There are two types of sandboxes on the R1s. The early above the running plate type each side of the smokebox as shown on the a Wrenn (ex Hornby Dublo) model. This type was also used by the R class too and carried when converted. I believe these are gravity feed. You then have the later type which only appears on some R to R1 conversions which appear as boxes just behind the front buffer beam, below the running plate on each corner (my O1 kit thread here has the same). These I believe were steam assisted.

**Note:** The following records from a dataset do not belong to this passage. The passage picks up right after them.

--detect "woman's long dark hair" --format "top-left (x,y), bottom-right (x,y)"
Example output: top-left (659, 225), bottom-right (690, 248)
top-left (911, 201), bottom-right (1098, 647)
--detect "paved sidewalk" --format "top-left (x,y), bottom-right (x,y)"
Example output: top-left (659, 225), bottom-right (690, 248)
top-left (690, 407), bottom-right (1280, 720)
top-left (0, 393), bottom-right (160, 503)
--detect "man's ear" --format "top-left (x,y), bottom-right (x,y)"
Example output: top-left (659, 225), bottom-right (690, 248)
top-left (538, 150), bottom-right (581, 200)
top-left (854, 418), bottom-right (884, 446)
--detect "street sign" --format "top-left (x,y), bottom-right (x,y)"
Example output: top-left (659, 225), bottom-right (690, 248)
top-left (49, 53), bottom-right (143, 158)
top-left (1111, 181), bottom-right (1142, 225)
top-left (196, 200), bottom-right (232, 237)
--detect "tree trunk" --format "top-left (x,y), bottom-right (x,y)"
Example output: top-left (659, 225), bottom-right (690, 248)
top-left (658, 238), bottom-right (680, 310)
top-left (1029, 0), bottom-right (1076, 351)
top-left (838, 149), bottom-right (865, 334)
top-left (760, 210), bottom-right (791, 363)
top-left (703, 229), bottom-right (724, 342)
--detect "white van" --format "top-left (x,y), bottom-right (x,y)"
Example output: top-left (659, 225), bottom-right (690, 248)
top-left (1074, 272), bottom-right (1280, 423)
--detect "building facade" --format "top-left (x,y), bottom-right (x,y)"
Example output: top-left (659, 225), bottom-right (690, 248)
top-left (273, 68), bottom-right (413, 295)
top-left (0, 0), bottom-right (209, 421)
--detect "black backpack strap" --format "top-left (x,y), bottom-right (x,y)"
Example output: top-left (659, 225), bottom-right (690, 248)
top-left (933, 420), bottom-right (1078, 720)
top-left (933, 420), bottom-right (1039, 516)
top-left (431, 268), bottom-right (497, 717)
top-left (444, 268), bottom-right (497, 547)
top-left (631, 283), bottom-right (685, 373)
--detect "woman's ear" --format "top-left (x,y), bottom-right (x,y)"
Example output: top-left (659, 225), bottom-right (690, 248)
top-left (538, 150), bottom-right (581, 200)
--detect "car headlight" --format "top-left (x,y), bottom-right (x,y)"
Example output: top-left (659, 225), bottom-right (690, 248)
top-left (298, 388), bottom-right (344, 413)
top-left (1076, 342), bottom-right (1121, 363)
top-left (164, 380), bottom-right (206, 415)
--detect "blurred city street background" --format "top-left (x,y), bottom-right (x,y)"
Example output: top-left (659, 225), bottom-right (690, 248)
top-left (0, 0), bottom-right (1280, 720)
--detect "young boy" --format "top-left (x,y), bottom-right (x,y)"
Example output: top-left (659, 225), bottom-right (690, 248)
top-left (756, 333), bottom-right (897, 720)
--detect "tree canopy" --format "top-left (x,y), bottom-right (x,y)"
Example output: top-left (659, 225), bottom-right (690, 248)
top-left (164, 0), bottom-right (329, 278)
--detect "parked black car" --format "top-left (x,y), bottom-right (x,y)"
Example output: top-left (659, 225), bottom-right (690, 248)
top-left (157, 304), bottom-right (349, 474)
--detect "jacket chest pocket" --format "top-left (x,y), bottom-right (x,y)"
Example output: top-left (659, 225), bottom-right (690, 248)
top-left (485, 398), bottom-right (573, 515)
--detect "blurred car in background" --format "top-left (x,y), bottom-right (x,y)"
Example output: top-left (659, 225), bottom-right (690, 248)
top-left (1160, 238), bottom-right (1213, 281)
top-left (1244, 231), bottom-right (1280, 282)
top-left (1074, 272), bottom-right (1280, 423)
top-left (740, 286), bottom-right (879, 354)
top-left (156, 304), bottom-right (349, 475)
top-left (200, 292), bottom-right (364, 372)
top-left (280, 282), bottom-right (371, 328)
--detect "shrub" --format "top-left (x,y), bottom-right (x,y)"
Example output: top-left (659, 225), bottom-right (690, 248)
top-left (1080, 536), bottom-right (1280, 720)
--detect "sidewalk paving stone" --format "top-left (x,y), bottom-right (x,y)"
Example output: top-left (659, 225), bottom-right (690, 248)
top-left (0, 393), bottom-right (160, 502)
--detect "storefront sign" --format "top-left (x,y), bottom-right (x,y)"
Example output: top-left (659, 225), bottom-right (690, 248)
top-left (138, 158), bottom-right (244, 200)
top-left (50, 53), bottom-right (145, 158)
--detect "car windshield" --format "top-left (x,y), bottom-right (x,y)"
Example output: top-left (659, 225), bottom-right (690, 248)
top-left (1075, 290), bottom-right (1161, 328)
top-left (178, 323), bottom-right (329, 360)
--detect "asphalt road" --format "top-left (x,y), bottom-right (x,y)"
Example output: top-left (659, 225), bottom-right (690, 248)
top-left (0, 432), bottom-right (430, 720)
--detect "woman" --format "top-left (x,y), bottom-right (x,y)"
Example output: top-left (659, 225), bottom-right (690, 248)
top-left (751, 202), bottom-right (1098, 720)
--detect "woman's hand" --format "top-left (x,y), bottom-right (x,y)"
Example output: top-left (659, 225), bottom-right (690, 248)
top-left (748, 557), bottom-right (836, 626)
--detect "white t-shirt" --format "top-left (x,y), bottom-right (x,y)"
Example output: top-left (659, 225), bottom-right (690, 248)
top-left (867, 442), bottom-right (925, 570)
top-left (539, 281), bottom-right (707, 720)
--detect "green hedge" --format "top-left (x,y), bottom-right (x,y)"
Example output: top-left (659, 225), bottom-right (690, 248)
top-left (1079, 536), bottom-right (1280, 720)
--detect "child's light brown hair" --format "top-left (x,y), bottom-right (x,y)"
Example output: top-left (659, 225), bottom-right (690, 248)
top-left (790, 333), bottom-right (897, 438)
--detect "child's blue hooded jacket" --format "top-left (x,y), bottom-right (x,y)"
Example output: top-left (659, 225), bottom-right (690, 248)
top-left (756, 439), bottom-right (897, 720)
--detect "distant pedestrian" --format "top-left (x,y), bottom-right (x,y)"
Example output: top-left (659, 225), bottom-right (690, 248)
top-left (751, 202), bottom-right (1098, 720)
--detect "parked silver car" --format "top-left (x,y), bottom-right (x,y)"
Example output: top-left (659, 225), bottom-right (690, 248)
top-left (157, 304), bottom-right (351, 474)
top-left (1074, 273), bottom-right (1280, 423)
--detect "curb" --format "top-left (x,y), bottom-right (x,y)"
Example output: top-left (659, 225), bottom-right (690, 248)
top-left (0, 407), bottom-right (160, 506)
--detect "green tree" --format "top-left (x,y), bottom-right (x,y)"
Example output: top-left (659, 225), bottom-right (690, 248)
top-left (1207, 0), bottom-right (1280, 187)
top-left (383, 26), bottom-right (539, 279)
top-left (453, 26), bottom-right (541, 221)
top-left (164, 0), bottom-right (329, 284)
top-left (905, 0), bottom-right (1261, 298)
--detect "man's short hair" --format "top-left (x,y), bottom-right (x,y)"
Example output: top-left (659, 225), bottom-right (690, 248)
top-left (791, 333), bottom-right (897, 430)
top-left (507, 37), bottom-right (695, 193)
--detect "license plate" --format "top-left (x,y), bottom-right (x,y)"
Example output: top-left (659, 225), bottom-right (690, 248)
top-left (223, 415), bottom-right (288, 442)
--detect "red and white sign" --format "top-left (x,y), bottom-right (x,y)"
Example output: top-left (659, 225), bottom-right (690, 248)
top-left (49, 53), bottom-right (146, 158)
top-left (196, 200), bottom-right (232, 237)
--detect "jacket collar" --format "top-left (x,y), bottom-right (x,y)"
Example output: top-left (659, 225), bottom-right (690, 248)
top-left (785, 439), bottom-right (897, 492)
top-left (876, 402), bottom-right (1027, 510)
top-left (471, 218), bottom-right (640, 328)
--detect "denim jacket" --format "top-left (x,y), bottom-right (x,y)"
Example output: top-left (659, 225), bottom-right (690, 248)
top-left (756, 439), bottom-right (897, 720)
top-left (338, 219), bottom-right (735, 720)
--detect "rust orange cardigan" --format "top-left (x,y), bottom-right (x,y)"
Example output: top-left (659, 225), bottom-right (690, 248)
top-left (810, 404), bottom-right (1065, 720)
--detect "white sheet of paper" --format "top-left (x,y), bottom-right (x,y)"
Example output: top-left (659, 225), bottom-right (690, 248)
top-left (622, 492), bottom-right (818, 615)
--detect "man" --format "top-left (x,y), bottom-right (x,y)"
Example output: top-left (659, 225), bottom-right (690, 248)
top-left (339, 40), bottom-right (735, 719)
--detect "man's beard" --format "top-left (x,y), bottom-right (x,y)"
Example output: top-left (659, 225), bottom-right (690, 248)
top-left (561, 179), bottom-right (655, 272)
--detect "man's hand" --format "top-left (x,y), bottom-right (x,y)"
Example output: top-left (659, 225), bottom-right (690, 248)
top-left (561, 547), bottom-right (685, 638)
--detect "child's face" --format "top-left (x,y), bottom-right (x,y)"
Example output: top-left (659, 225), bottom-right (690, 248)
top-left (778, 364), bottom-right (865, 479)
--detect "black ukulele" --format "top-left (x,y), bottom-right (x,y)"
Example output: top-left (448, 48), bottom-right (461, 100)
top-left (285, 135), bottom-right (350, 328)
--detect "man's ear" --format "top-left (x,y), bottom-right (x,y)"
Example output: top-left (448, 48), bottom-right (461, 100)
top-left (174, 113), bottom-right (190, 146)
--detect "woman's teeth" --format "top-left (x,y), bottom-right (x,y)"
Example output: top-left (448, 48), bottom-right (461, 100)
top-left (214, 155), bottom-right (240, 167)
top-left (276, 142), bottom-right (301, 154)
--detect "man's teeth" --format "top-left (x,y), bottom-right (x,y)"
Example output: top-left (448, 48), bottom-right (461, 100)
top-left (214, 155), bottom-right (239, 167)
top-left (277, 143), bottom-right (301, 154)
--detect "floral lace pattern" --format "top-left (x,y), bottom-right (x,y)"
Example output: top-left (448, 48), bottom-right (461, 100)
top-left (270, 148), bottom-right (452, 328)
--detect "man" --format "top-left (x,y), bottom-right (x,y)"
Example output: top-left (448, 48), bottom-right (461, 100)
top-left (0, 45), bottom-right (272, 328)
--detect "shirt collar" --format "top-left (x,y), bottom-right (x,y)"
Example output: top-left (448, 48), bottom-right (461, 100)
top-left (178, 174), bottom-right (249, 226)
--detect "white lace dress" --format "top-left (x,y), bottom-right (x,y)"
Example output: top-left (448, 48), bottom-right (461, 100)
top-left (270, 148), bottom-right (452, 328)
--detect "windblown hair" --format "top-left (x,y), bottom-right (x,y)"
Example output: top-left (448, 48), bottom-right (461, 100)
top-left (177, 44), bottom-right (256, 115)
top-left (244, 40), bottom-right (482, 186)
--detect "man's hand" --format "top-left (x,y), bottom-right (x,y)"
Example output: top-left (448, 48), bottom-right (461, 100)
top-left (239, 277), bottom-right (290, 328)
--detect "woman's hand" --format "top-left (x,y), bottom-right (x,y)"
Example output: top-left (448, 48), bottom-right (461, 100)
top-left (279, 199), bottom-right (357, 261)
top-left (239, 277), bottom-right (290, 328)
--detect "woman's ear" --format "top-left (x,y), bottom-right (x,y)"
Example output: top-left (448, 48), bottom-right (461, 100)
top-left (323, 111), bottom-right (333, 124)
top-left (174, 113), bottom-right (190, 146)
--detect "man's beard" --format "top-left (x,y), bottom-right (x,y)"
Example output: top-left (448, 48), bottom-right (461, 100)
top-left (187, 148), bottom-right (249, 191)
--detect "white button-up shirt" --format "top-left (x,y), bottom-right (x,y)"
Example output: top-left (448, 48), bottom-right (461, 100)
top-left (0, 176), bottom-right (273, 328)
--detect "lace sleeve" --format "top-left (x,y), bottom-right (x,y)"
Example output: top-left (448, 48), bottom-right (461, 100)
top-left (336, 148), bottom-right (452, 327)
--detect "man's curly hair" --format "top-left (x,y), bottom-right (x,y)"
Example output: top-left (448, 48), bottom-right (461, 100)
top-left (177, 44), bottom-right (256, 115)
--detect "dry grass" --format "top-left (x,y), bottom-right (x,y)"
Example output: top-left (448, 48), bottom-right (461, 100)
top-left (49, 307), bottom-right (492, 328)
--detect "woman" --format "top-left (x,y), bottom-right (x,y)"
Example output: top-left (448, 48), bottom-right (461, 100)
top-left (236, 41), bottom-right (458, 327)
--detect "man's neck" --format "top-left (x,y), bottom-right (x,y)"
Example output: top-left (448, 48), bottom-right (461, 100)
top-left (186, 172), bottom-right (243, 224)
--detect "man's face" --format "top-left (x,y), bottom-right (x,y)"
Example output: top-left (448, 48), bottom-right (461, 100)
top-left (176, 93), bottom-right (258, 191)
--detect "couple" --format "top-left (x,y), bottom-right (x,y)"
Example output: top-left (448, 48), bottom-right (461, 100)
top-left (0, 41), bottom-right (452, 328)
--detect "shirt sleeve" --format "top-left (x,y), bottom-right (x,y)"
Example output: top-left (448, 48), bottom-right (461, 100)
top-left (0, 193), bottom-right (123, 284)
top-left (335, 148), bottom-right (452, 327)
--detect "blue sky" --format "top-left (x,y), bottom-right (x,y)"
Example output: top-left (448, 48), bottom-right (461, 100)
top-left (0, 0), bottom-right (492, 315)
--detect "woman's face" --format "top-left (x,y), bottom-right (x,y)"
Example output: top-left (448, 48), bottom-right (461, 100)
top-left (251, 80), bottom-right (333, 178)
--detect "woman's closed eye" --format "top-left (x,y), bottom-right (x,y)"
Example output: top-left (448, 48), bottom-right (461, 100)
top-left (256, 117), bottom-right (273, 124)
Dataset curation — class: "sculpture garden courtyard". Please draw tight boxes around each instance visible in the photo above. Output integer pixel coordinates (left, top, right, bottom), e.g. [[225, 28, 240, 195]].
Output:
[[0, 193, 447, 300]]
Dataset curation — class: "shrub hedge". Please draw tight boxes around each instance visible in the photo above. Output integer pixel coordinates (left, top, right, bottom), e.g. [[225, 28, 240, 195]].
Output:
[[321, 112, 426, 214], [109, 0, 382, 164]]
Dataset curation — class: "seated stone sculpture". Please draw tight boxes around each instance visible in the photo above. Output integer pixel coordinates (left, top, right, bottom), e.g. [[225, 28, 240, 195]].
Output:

There is some suggestion that sandbox type was based on whether or the smokebox was replaced when the Stirling boiler of the R was replaced by Wainwright boiler in the R1. Which sounds strange considering the Wainwright boiler sits a lot higher and would require Smokebox modifications either way.

 

The Wrenn model uses the tall chimney, the R1 having an original Wainwright type some of which were replaced by a Urie type. I am not sure if the wrenn loco carries the original or Urie or a hybrid of the two (the short versions used by the Rs were originally cast and those R1s which kept them, had them replaced by a new short design that was fabricated from steel sheet).

 

If you look carefully at Folkstone R1s in BR days, you will see 31069 with tall chimney, tall dome but fitted with short Stirling cab. In SECR days, 69 had the taller Wainwright cab. So a repair towards the end of her life probably saw the Wainwright cab replaced by Stirling cab taken from one of the cut down R1s used on the Canterbury and Whitstable line. R1s are interesting class fall of detailed differences. 4 chimney types, 2 dome types, 2 cab types, 2 safety valve types, 2 whistle positions and 2 sandboxes types. Few locos were ever exactly the same in this class.

 

One final thing, Wrenn did them in late BR crest or Large early crest but I have not seen a photo of one of these with those. I,ve only seen the early crest small version and British Railways written on the tanks.